Os registros judiciais do Fórum da Comarca de Santana
do Matos estão armazenados em caixas, em uma sala específica do prédio, com
identificações por datas e tipos de registros, porém é possível encontrar
outros tipos de documentos na mesma caixa que não foram inicialmente
sinalizados. Não há uma sistematização precisa no armazenamento desse material
forense. Contudo, é possível ter acesso com autorização da direção do Fórum,
respeitando o manuseio correto dessa documentação relevante que precisa ser urgentemente
melhor preservada com digitalização e catalogação.
Nessa direção, foram fotografados inventários post-mortem,
testamentos, documentos fundiários (disputas pela posse de terras, cobranças,
vendas de propriedades e o traslado de uma carta de sesmaria), ação judicial
pela posse de escravizados, além de um processo de crime de morte. Depois da
identificação de cada um desses registros, passamos a transcrevê-los para a
construção desta pesquisa. Sobre as diversas tipologias documentais, a maioria
é inventário post-mortem. Priorizamos, contudo, a identificação dos
núcleos familiares, seus logradouros e suas ligações de parentescos ou
afinidades com outras famílias. No entanto, o arrolamento de bens, as partilhas
e o cabedal inscritos nos inventários post-mortem, testamentos etc. são
importantes para entendermos a posição socioeconômica e até mesmo política de
determinadas famílias naquela sociedade santanense.
Nos arquivos do Poder Judiciário, podemos encontrar
testamentos, inventários post-mortem, processos cíveis e processos
crimes. (Pinsky, 2008).

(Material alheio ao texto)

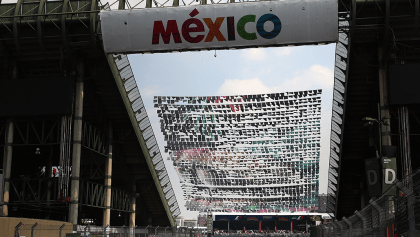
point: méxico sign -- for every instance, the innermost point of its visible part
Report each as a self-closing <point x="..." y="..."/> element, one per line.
<point x="220" y="26"/>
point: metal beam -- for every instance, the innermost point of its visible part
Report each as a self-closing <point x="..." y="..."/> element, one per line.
<point x="39" y="26"/>
<point x="108" y="180"/>
<point x="139" y="136"/>
<point x="77" y="145"/>
<point x="7" y="166"/>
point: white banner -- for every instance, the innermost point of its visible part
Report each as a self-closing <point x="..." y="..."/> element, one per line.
<point x="218" y="26"/>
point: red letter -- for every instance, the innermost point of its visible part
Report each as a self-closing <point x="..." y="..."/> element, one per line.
<point x="159" y="29"/>
<point x="186" y="29"/>
<point x="214" y="29"/>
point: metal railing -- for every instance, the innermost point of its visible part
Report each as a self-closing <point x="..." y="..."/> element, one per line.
<point x="35" y="229"/>
<point x="140" y="231"/>
<point x="396" y="212"/>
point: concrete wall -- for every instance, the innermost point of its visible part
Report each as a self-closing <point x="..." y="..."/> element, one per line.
<point x="45" y="228"/>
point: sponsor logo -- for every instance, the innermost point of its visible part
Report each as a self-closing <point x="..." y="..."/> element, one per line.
<point x="197" y="26"/>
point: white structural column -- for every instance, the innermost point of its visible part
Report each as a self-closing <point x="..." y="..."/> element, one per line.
<point x="133" y="208"/>
<point x="77" y="146"/>
<point x="7" y="165"/>
<point x="383" y="100"/>
<point x="108" y="180"/>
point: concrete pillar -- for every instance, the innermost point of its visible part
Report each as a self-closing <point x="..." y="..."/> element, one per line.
<point x="108" y="180"/>
<point x="77" y="147"/>
<point x="383" y="99"/>
<point x="381" y="216"/>
<point x="410" y="203"/>
<point x="7" y="165"/>
<point x="363" y="219"/>
<point x="148" y="3"/>
<point x="48" y="168"/>
<point x="132" y="223"/>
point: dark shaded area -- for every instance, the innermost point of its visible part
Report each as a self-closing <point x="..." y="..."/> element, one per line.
<point x="404" y="84"/>
<point x="33" y="97"/>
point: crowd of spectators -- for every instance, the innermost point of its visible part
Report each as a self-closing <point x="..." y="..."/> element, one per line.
<point x="262" y="233"/>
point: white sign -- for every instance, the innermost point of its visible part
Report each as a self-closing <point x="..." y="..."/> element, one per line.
<point x="220" y="26"/>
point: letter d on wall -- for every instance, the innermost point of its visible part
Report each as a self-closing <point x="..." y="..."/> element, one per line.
<point x="389" y="171"/>
<point x="389" y="176"/>
<point x="372" y="174"/>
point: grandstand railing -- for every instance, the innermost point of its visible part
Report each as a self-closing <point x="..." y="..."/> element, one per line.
<point x="395" y="213"/>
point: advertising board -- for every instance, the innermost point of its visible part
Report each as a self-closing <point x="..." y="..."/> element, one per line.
<point x="220" y="26"/>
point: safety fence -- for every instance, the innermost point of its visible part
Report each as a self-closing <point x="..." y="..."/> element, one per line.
<point x="42" y="230"/>
<point x="35" y="229"/>
<point x="395" y="213"/>
<point x="141" y="231"/>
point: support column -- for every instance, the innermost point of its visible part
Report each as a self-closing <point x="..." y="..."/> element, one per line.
<point x="362" y="218"/>
<point x="108" y="180"/>
<point x="132" y="221"/>
<point x="381" y="215"/>
<point x="349" y="224"/>
<point x="410" y="203"/>
<point x="77" y="147"/>
<point x="383" y="101"/>
<point x="7" y="165"/>
<point x="48" y="169"/>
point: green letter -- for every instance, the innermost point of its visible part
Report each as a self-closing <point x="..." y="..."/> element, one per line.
<point x="241" y="27"/>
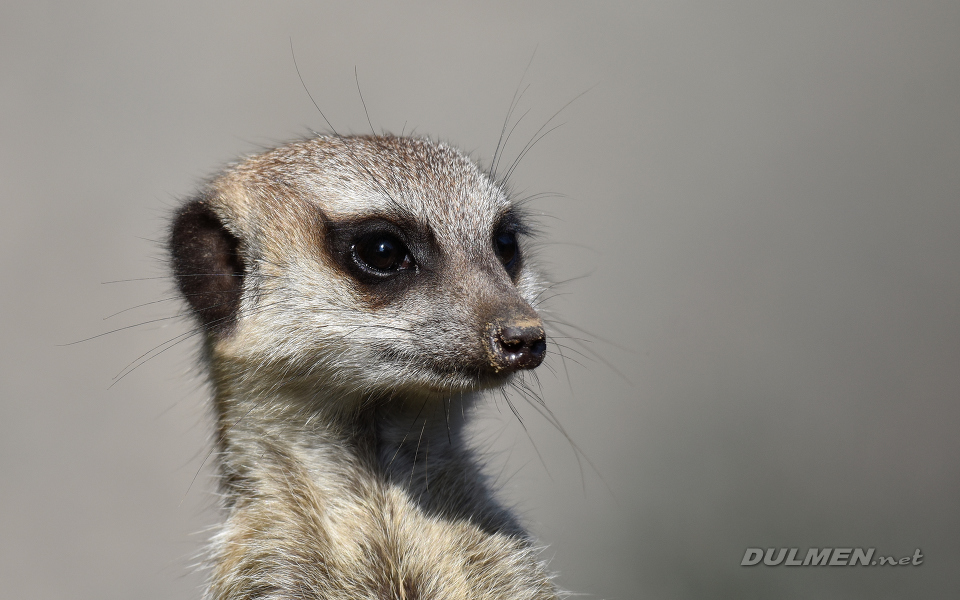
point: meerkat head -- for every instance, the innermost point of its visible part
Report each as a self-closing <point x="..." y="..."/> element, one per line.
<point x="376" y="266"/>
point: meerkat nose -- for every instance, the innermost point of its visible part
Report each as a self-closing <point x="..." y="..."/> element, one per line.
<point x="519" y="346"/>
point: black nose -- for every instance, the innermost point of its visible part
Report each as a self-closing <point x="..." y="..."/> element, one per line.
<point x="518" y="347"/>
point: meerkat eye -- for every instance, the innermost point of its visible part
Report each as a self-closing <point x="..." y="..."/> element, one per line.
<point x="382" y="254"/>
<point x="505" y="244"/>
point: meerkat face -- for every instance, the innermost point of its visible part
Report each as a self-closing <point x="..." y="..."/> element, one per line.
<point x="378" y="265"/>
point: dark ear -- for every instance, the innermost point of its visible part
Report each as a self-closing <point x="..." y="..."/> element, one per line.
<point x="207" y="265"/>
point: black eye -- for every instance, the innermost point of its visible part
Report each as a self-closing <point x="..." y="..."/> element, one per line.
<point x="505" y="244"/>
<point x="382" y="254"/>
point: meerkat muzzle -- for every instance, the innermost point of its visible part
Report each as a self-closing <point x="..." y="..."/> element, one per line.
<point x="516" y="346"/>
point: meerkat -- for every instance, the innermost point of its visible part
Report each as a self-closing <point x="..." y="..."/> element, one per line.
<point x="357" y="294"/>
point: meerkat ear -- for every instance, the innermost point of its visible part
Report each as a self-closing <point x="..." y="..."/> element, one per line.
<point x="207" y="265"/>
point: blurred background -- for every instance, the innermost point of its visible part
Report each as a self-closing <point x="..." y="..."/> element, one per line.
<point x="762" y="199"/>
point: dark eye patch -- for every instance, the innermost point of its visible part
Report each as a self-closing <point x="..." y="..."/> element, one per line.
<point x="385" y="255"/>
<point x="382" y="254"/>
<point x="505" y="243"/>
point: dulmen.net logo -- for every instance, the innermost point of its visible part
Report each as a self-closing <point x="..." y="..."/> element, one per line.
<point x="825" y="557"/>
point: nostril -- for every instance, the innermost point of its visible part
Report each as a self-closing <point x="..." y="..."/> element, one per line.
<point x="539" y="347"/>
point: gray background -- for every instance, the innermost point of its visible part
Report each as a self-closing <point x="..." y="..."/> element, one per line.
<point x="765" y="197"/>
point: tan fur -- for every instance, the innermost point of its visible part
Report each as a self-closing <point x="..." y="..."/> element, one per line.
<point x="340" y="407"/>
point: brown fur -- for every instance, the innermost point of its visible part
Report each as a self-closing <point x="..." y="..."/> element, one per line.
<point x="340" y="396"/>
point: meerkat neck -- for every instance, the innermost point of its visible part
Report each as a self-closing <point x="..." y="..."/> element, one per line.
<point x="413" y="446"/>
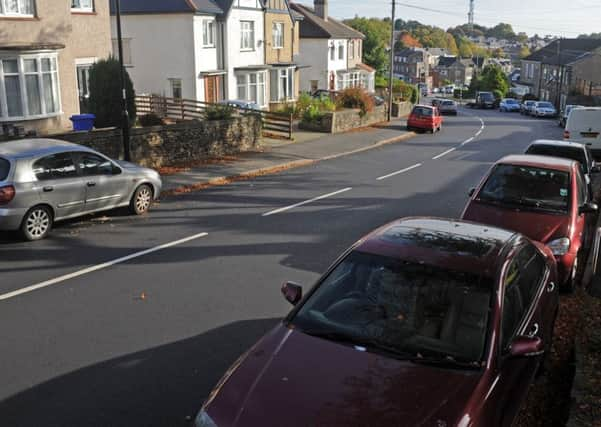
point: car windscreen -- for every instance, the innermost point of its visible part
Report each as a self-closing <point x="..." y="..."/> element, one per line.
<point x="4" y="168"/>
<point x="527" y="187"/>
<point x="422" y="111"/>
<point x="572" y="153"/>
<point x="404" y="309"/>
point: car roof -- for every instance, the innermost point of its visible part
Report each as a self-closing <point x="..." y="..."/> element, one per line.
<point x="35" y="147"/>
<point x="457" y="245"/>
<point x="546" y="162"/>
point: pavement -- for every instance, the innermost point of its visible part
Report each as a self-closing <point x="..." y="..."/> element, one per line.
<point x="307" y="148"/>
<point x="130" y="321"/>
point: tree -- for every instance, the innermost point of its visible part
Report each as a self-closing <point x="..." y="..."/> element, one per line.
<point x="105" y="93"/>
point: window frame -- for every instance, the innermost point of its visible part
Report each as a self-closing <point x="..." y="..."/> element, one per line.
<point x="41" y="73"/>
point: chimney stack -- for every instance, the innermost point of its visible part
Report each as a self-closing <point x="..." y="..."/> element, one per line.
<point x="321" y="9"/>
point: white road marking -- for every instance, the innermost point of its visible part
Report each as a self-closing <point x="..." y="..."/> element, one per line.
<point x="417" y="165"/>
<point x="306" y="202"/>
<point x="443" y="154"/>
<point x="94" y="268"/>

Quanto ao testamento, é o instrumento que registra as
últimas vontades de um sujeito, permite a revelação de suas crenças e visões de
mundo, a previsão de “auxílios a filhos, parentes ou conhecidos, inclusive
escravos, sob as mais variadas alegações.” Mas o testador também poderia
reservar “valores consideráveis da terça para favorecer um filho ou uma filha,
eliminando o caráter igualitário” da inevitável partilha. (Pinsky, 2008, p.
36).
No tocante aos inventários post-mortem, são
registros que possibilitam “a compreensão de como o patrimônio familiar era
transmitido de uma geração para outra, por meio de dotes, terça e legítima
transmitidos aos herdeiros.” Eles podem auxiliar no estudo da evolução da
composição do patrimônio de determinadas famílias ao longo dos séculos. Também
“podem ser usados para se estudar a escravidão sob os mais variados aspectos.”
(Pinsky, 2008, p. 37).
Já os processos crimes e cíveis “são fontes igualmente
abundantes e dão voz a todos os segmentos sociais, do escravo ao senhor.”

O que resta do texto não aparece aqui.